Diese Bilder heute museal auszustellen ergibt durchaus Sinn. Verwunderlich ist hingegen, wenn eine komplette Wandlänge für Timm Rauterts Begleitung der Berliner Philharmoniker reserviert ist und einen Abdruck einer Buchveröffentlichung über das Orchester von 1987 zeigt. Auch wenn die Motive aus der Welt der Kultur stammen, gehören sie doch eher in die Welt der Gebrauchsfotografie für den Marketing-Bereich.
Berühmt geworden sind Timm Rauters Porträts bekannter Persönlichkeiten wie Andy Warhol oder Joseph Beuys. Faszinierender ist seine Serie mit Ganzkörper-Porträts vor neutralem Hintergrund von „Deutschen in Uniform“: Da hängt das Bild der Schwesternschülerin neben dem des Polizisten, des Soldaten, der Pfarrer, der Schaffnerinnen oder der Karnevalisten. Die Bilder schwanken zwischen der Würde eines Amts, dem Ausstellen deutscher Spießigkeit, freiwilliger und unfreiwilliger Komik.

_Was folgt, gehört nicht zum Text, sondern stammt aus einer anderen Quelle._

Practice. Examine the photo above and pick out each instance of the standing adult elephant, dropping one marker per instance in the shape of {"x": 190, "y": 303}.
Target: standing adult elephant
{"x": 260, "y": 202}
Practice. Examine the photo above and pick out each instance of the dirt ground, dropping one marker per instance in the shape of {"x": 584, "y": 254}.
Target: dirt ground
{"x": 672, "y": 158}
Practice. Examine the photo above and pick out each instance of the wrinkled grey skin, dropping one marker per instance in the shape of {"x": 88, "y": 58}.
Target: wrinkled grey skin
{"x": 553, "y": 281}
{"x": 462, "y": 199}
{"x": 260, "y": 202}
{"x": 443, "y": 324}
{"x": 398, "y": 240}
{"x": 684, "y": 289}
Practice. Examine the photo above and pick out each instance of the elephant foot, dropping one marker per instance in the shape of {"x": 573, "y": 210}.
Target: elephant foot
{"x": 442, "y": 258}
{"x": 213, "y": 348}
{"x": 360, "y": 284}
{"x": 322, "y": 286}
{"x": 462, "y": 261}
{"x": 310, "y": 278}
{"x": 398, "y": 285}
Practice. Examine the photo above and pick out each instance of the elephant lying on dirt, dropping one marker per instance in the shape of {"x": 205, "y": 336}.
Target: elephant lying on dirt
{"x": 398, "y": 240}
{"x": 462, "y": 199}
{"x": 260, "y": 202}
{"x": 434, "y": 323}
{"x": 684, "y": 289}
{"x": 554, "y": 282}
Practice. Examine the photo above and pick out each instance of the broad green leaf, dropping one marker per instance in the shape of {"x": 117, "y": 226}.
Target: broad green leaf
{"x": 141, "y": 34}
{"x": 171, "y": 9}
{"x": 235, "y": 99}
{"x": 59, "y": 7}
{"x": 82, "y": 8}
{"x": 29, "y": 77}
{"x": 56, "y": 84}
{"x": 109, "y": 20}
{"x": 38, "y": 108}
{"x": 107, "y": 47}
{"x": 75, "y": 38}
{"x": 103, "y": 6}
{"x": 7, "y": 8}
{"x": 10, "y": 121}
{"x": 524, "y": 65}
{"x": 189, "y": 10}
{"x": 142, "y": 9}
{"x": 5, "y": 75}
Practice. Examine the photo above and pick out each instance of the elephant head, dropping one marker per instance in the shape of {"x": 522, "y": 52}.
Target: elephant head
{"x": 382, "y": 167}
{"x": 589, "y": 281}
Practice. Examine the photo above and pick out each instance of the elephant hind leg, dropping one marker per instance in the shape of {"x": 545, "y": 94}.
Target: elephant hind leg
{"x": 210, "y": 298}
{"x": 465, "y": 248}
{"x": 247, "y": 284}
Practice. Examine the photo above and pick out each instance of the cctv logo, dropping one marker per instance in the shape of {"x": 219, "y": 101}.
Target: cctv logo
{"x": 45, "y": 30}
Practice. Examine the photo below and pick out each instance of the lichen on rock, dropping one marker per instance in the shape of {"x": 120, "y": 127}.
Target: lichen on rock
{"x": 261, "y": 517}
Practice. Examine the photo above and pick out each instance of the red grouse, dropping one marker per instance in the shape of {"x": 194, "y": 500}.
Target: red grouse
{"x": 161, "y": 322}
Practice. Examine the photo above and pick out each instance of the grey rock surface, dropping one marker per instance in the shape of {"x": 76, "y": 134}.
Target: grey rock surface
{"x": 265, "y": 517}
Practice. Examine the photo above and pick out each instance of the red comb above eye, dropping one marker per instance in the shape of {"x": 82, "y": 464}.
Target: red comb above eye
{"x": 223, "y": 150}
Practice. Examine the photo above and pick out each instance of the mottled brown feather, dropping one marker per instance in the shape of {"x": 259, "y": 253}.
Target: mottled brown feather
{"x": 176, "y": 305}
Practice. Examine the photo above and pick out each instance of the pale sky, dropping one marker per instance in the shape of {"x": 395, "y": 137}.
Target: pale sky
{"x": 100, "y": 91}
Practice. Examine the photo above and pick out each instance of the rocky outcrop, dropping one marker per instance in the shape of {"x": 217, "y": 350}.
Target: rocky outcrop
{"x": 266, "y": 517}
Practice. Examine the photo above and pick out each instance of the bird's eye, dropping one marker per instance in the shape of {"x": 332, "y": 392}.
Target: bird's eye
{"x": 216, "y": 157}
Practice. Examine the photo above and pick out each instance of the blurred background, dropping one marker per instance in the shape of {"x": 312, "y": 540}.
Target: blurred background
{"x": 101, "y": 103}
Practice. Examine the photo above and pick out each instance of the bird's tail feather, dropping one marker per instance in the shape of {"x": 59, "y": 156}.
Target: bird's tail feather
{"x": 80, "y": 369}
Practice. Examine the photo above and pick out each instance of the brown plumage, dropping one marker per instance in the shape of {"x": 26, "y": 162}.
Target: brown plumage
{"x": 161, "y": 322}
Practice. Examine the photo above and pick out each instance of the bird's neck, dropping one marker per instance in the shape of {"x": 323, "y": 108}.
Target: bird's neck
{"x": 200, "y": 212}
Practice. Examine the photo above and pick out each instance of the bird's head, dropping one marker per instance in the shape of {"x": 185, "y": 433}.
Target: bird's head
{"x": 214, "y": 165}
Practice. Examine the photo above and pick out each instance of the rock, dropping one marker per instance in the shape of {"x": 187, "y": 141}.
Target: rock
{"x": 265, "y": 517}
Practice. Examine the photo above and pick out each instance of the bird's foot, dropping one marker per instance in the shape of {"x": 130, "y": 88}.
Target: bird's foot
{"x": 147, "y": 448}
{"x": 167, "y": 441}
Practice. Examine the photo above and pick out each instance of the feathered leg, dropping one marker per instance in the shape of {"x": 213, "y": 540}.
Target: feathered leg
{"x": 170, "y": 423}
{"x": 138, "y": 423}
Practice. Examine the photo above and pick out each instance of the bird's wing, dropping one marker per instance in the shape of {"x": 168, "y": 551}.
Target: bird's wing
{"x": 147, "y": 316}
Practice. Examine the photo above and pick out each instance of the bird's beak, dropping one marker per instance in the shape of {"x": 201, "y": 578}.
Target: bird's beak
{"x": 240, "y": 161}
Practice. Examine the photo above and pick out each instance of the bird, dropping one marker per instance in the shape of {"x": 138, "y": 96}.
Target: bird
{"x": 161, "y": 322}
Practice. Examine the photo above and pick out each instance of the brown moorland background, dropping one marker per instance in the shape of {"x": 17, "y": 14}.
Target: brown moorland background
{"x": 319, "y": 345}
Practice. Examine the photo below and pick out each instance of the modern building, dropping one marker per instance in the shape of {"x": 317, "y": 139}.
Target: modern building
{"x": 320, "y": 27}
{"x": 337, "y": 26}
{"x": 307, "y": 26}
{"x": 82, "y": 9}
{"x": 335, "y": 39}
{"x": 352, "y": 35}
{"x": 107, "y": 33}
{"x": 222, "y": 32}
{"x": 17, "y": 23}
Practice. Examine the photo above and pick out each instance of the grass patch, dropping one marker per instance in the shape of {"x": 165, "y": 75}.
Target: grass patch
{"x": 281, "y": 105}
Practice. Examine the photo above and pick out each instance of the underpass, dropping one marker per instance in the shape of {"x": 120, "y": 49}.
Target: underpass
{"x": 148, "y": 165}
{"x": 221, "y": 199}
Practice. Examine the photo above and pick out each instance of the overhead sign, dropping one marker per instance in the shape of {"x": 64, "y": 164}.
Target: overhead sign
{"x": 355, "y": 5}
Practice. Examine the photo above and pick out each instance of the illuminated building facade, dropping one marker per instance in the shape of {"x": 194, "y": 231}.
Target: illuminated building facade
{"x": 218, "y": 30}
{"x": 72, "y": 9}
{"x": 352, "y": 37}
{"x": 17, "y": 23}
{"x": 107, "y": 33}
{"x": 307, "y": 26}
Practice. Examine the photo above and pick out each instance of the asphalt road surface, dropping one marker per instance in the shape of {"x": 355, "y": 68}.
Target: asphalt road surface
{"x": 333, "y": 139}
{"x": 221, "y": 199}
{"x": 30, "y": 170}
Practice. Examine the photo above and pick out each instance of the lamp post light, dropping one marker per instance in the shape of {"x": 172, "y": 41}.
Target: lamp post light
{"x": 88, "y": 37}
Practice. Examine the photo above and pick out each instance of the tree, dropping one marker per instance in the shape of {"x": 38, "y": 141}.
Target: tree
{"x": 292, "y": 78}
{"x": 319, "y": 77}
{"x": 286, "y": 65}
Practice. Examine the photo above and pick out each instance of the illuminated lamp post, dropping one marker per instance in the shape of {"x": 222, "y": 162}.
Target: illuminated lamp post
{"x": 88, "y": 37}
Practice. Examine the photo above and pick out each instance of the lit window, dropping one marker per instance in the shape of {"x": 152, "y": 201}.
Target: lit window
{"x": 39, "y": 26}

Und wenn man sich gerade entschieden hat, dass Rauterts originäre Handschrift doch am ehesten in seinen Porträts zu finden ist, gerät man an seine arbeitssoziologischen Werke aus der Serie „Gehäuse des Unsichtbaren“, wo der Mensch hinter komplizierten Industrie-Maschinen verschwindet – oder an die späten, abstrakt-künstlerischen Arbeiten des inzwischen als Hochschulprofessor für Fotografie in Leipzig Wirkenden.
So ist der Ausstellungstitel Programm: Timm Rauterts Leben hat sich tatsächlich aufgerieben, aber auch brilliert in den vielen Leben der Fotografie nach dem Zweiten Weltkrieg.